Agreed. D# also supports a special syntax for attributes that are compiler intrinsics, which are understood by the middle-end linker and the back-ends. Any chance of getting support for that in EC#? Here's an example of a function that is implemented as a WebAssembly import. (ignore the module thing for now, more on that later)

public module spectest
{
    /// <summary>
    /// Prints an integer to standard output.
    /// </summary>
    [[import]]
    public void print(int Value);
}

Static classes implementing interfaces sounds useful; and more generally I think any static member of a class should be eligible to be part of the implementation of an interface for that class. Could you give more details on the exact semantics you want / have implemented?

Right now, the following:

public static class Foo : IFoo
{
    public static int Bar()
    {
        return 4;
    }
}

desugars to:

public class Foo : IFoo
{
    private Foo() { }

    // Actual, real-deal static member
    public static Foo Instance
    {
        get
        {
            // Not thread-safe, I know. This could easily be done in 
            // a static constructor, and I plan on re-implementing it
            // like that in the EC# front-end.
            if (instance_value == null) instance_value = new Foo();
            return instance_value;
        }
    }

    public int Bar()
    {
        return 4;
    }
}

Member static methods/properties of instance types are implemented as members of a nested Static_Singleton singleton class. I initially planned on implementing 'static inheritance', where public class BigNum : IComparable<BigNum>, static IComparer<BigNum> would be legal, but I've kind of changed my mind on that lately, because I'm not sure if it adds much value compared to implementing IComparer<BigNum> in a separate singleton class.

Ironically, I eventually ended up re-implementing the old C# static class behavior, as module, because I needed actual static classes for (1) extension methods and (2) certain back-ends which don't have reference types yet (like the WebAssembly back-end). So maybe we should really just keep the old static class semantics, and just use something like public class object Foo to create singletons.

I'm also not sure if a lexical macro can reliably lower singleton entities to regular classes.

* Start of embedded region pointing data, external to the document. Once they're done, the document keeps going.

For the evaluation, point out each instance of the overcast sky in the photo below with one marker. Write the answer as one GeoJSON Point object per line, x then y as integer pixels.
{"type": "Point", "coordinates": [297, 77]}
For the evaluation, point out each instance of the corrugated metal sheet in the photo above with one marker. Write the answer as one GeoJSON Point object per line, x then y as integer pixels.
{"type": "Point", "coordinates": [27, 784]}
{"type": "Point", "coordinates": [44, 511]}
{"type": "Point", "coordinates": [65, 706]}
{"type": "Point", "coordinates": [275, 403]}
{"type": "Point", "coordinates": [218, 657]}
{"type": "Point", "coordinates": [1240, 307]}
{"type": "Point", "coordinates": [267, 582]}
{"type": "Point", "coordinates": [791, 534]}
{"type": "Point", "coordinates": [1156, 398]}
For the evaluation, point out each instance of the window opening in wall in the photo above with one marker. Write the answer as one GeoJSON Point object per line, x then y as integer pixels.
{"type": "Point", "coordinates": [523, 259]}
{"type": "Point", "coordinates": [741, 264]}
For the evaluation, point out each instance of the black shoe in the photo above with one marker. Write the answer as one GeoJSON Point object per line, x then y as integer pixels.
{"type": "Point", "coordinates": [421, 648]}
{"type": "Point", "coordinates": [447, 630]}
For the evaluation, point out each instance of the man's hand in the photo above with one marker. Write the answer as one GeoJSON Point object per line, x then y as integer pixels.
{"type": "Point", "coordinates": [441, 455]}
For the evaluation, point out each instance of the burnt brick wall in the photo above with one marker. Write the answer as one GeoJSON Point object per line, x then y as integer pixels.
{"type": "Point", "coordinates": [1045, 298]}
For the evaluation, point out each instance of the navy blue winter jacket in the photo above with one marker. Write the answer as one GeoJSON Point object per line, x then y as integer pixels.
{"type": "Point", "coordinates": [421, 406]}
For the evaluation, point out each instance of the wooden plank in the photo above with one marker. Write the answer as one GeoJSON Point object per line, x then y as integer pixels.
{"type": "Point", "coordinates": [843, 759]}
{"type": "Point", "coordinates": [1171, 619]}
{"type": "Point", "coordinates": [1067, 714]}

We can't just do a find-and-replace, because method and variable names take precedence over class names in.

I don't think "zipping" is worthy of a whole language feature; instead we could support tuple deconstruction

I actually find multiple foreach to be an elegant and useful construct most of the time. It gets rid of the cruft that is indexing when applying some kind of operation to an entire array. I also really don't see why it should be replaced by an explicit 'zip' call followed by tuple deconstruction, because:

Multiple foreach is implemented efficiently. Generating equivalent code for an explicit 'zip' followed by tuple deconstruction requires zealous function inlining and scalar replacement of aggregates. The only upside to this is that it makes Flame's -O3 look good on benchmarks.
Multiple foreach was easy to implement, as is really just a generalization of regular foreach.
I don't think multiple foreach interferes with existing syntax.
It reduces the cognitive burden that is associated with looping over multiple arrays, both for the code's author, and for any readers.

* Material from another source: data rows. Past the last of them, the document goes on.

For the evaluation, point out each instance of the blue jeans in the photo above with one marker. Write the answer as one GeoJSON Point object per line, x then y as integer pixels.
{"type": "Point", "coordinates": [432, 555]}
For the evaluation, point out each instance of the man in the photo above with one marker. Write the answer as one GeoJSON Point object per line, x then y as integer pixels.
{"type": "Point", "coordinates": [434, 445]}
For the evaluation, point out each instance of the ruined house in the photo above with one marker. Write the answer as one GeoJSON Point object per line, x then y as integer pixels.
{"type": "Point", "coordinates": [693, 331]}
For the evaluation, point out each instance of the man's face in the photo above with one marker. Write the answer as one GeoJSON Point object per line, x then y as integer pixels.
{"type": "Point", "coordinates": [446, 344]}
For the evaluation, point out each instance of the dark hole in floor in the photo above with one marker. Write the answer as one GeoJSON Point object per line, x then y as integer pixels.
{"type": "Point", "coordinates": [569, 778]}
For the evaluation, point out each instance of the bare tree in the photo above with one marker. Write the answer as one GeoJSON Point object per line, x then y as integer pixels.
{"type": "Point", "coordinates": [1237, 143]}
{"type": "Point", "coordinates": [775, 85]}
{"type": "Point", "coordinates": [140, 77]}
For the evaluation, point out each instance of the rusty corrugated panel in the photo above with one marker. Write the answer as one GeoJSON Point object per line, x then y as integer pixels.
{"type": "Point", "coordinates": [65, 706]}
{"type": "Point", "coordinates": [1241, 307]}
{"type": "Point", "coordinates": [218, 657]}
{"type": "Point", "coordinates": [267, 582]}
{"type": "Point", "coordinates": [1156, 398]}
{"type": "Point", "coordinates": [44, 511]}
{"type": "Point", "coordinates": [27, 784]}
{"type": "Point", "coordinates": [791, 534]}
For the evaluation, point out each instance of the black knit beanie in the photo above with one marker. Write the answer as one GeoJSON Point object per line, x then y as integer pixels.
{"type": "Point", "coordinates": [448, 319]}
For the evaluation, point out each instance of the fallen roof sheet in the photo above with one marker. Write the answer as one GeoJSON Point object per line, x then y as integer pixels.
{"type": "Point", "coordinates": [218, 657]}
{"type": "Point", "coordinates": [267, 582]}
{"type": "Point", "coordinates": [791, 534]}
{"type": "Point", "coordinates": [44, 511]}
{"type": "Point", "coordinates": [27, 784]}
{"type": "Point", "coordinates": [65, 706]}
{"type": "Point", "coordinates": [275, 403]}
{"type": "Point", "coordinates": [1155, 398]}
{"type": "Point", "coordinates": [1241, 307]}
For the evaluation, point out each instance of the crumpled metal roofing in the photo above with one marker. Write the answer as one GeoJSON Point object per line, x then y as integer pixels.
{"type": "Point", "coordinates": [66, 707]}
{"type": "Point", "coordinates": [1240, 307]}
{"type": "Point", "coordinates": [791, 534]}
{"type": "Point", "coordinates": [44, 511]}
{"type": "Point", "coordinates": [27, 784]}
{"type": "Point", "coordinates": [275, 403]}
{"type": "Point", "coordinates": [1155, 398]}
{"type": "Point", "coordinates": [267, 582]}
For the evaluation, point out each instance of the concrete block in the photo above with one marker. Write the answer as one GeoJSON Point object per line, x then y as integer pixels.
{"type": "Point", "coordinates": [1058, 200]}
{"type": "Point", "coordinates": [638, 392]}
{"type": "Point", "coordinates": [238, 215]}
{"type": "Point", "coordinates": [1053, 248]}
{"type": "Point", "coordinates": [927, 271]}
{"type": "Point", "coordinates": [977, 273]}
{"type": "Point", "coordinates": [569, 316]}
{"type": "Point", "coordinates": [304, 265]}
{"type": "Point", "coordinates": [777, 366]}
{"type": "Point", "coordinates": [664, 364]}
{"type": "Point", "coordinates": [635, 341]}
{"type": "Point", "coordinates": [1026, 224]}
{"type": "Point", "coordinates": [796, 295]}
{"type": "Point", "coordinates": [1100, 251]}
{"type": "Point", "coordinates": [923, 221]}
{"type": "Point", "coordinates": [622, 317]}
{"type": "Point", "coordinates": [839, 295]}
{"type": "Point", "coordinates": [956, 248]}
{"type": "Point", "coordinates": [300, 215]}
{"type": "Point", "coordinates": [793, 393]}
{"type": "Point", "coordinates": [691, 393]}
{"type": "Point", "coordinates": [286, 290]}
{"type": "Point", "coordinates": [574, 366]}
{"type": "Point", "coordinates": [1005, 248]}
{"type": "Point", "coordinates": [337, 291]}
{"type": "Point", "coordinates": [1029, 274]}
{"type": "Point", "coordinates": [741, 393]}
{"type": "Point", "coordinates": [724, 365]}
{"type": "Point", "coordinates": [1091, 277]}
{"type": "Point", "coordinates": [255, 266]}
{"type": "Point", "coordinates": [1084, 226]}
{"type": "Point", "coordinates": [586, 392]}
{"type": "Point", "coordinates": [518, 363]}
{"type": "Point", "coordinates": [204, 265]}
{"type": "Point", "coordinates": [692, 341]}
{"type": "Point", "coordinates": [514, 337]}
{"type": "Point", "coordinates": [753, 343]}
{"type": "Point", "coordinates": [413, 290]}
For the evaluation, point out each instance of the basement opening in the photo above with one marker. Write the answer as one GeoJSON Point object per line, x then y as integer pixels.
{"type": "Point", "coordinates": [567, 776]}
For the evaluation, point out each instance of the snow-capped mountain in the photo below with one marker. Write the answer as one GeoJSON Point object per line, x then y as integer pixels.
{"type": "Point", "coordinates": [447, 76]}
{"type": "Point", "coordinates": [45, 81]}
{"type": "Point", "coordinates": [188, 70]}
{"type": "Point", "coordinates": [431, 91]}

Here's an example of a multiple foreach in Flame:

public static IExpression[] VisitAll(INodeVisitor Visitor, IExpression[] Values)
{
    var results = new IExpression[Values.Length];
    foreach (var output in results, var input in Values)
    {
        output = Visitor.Visit(input);
    }
    return results;
}

Can you provide an example where mutable loop variables are backwards incompatible? The usual suspect - assigning a value to an iteration variable - makes mcs report a compiler error, so that won't get us in trouble:

test.cs(10,13): error CS1656: Cannot assign to `item' because it is a `foreach iteration variable'

you could consider making a matchFlame macro modeled after matchCode for manipulating your own IR, and a quoteFlame for generating your IR.

Mmmhh. quoteFlame sounds a whole lot like an embedded __asm statement, which shouldn't be too hard to implement, and may also be quite useful. I'm not sure if matchFlame is useful for macros, because the order of optimizations is important, and macros get evaluated before the pass pipeline is invoked. It certainly is worth looking into, though. A macro that generates Flame API code which builds an IR tree at run-time for a given snippet of code may also be useful.

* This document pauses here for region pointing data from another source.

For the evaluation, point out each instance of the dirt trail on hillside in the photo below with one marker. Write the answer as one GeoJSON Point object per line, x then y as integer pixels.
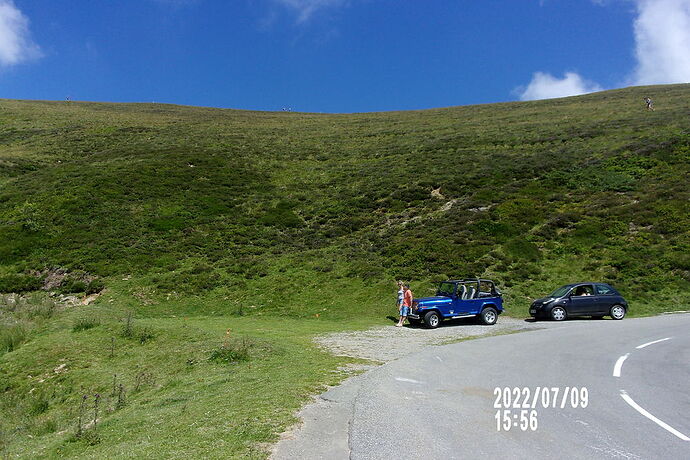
{"type": "Point", "coordinates": [387, 343]}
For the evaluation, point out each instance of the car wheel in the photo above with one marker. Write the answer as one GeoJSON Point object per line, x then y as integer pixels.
{"type": "Point", "coordinates": [618, 312]}
{"type": "Point", "coordinates": [489, 316]}
{"type": "Point", "coordinates": [558, 313]}
{"type": "Point", "coordinates": [432, 319]}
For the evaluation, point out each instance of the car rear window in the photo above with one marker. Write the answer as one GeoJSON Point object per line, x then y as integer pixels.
{"type": "Point", "coordinates": [605, 290]}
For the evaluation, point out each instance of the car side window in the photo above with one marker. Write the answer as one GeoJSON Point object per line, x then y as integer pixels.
{"type": "Point", "coordinates": [585, 290]}
{"type": "Point", "coordinates": [604, 290]}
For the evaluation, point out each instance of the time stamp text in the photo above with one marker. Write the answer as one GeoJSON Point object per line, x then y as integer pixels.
{"type": "Point", "coordinates": [517, 408]}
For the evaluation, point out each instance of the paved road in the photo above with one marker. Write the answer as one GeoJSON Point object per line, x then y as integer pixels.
{"type": "Point", "coordinates": [439, 403]}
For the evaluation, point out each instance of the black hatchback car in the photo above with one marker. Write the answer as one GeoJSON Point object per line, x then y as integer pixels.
{"type": "Point", "coordinates": [580, 299]}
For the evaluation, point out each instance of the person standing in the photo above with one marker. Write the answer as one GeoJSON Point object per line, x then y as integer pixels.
{"type": "Point", "coordinates": [407, 304]}
{"type": "Point", "coordinates": [401, 295]}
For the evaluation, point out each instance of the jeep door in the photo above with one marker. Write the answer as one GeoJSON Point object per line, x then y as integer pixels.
{"type": "Point", "coordinates": [467, 301]}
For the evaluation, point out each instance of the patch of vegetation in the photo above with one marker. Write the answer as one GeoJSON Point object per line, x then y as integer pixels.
{"type": "Point", "coordinates": [85, 323]}
{"type": "Point", "coordinates": [280, 226]}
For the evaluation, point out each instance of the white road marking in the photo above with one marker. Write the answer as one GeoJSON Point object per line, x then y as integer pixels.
{"type": "Point", "coordinates": [663, 425]}
{"type": "Point", "coordinates": [652, 343]}
{"type": "Point", "coordinates": [619, 365]}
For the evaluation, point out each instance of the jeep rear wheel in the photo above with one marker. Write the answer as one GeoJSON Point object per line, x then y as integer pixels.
{"type": "Point", "coordinates": [618, 312]}
{"type": "Point", "coordinates": [489, 316]}
{"type": "Point", "coordinates": [432, 320]}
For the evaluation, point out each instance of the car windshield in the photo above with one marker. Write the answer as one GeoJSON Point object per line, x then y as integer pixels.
{"type": "Point", "coordinates": [446, 289]}
{"type": "Point", "coordinates": [560, 292]}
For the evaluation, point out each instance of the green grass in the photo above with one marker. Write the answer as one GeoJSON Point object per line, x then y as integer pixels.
{"type": "Point", "coordinates": [281, 226]}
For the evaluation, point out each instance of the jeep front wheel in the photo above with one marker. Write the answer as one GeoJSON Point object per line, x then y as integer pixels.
{"type": "Point", "coordinates": [432, 320]}
{"type": "Point", "coordinates": [558, 314]}
{"type": "Point", "coordinates": [489, 316]}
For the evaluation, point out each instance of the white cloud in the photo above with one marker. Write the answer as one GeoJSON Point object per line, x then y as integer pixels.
{"type": "Point", "coordinates": [546, 86]}
{"type": "Point", "coordinates": [305, 9]}
{"type": "Point", "coordinates": [15, 41]}
{"type": "Point", "coordinates": [662, 42]}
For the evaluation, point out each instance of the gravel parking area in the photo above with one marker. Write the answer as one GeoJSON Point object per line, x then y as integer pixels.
{"type": "Point", "coordinates": [387, 343]}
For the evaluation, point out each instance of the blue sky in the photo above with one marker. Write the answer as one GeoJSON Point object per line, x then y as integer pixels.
{"type": "Point", "coordinates": [337, 55]}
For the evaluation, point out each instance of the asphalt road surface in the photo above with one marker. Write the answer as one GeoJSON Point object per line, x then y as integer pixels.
{"type": "Point", "coordinates": [584, 389]}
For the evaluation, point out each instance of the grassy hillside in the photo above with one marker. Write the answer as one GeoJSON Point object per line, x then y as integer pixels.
{"type": "Point", "coordinates": [279, 226]}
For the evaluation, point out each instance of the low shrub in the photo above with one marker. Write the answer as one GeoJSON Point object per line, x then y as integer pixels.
{"type": "Point", "coordinates": [11, 337]}
{"type": "Point", "coordinates": [232, 351]}
{"type": "Point", "coordinates": [85, 323]}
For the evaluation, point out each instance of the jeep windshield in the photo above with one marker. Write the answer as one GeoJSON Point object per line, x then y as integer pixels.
{"type": "Point", "coordinates": [560, 292]}
{"type": "Point", "coordinates": [446, 289]}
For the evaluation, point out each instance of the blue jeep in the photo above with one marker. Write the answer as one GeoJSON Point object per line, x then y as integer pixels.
{"type": "Point", "coordinates": [465, 298]}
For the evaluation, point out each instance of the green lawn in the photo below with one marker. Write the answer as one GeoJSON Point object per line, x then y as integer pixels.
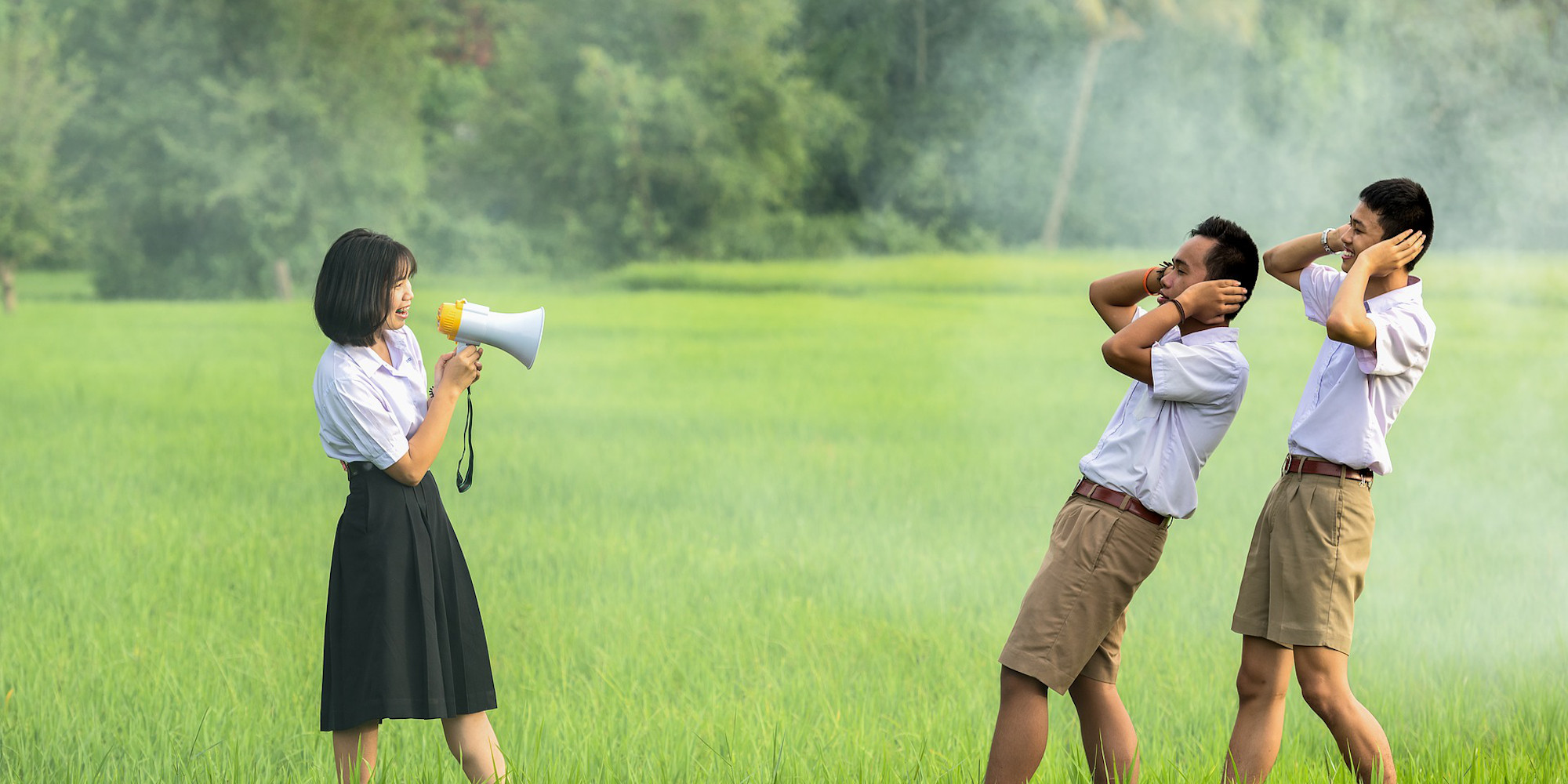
{"type": "Point", "coordinates": [750, 523]}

There is already an engine called ctags designed to support certain IDE features for many languages

Sure, but that all depends on which features you want. As far as I can tell, ctags implements one thing: "go to definition". That's a tremendously helpful feature that's more or less language independent, but more advanced features, such as refactors and accurate code completion, simply can't be done by the middle-end. Furthermore, it's entirely possible to have Flame search a parsed (and analyzed) project and map type/method/field/property names to their point of definition, because that information is - as you have suggested - clearly language-independent.

and if multiple front ends implement a common interface for IDE features.

A common interface for IDE features would certainly be useful, and could also decouple source language-specific logic from the IDE itself. I am in favor of that.

So, could you investigate adding a LeMP SFG to MonoDevelop?

All right, but I want to get the EC# front-end working first.

jonathanvdc commented 8 years ago

I think I'll create a separate repository for the (new) EC# Flame front-end. What do you want to call it? We could just re-use the 'fecs' name, which has already been taken, but is conveniently pronounceable, or we could go with 'ecsc'.

qwertie commented 8 years ago

Yes, I knew that normal properties couldn't be initialized that way, only autoproperties (the latter is supported because there's no way to refer to the backing field.)

why is total initialization of value types mandatory while total initialization of reference types is optional

From a theoretical perspective it may not make sense, but from an implementation perspective it does, because value types (which often exist on the stack) actually need to have every member assigned, but reference types do not because the heap is zeroed before it is allocated to specific objects.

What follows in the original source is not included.